あちらこちらで興味が湧いたものをとりあえず書き留めておく用。

悪人

【ネタバレあり】
ケータイの出会い系サイトで知り合った解体作業員の祐一と紳士服量販店員の光代。「本気の出会い」を欲していた二人は、出会ったその日に互いの身体を求め貪り合い、たちまち恋に落ちます。ところが祐一が出会い系サイトで知り合った別の女性を殺害していたと光代に告白。いったんは自首を決意するものの、もはや互いに離れられない二人は、逃避行の道を選びます…。

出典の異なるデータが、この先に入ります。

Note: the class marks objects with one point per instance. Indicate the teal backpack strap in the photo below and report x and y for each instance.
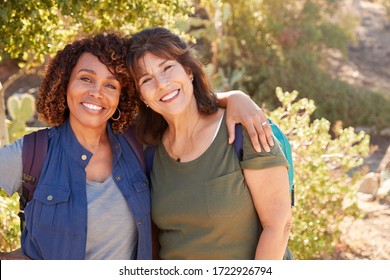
(284, 143)
(286, 147)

無論、殺人を犯した祐一の罪は償われるべきですが、果たして本当の「悪人」は誰なのか? 祐一を散々振り回した挙句、助けてもらったにもかかわらず身勝手極まりない態度に終始した被害者は? 被害者を山中に置き去りにし事件の遠因をつくりながらも、彼女の行状を面白おかしく「ネタとして」扱いあざ笑う男は?

そういった作品の主題に考えをめぐらせながらも、ぼくとしては、祐一と光代の心情にこそ思いを馳せざるをえませんでした。寂れゆく地方で変わり映えしない日常を過ごす閉塞感。友達も恋人もなく満たされない毎日を送る孤独感。そんな「何者でもない自分」に対する漠たる焦燥感。ぼく自身、いまでこそ幸いにして精神的に満たされた心穏やかな毎日を過ごせていますが、どれもこれもつい最近まで自分自身が感じていた思いだったりします。そういったくすぶった日々に、互いの心情を慮れる相手が現れたとしたら…これこそが自分の人生のすべてだと考えるのは必定でしょうね。いけないことだと分かっていても、せっかく手にしたささやかな幸せを離したくない…。光代はそんな想いから、祐一の逃亡を促し、その手助けをするのです。ああ、手に取るように光代の気持ちが分かるなあ。だからすっかり光代に感情移入して、心をざわつかせながら観ていました。

ラストカットは美しい夕景。破滅を迎えたというのに、なぜここにきてこんな幸福な映像をもってくるんですね…。こらえていた涙があふれるじゃないですか…。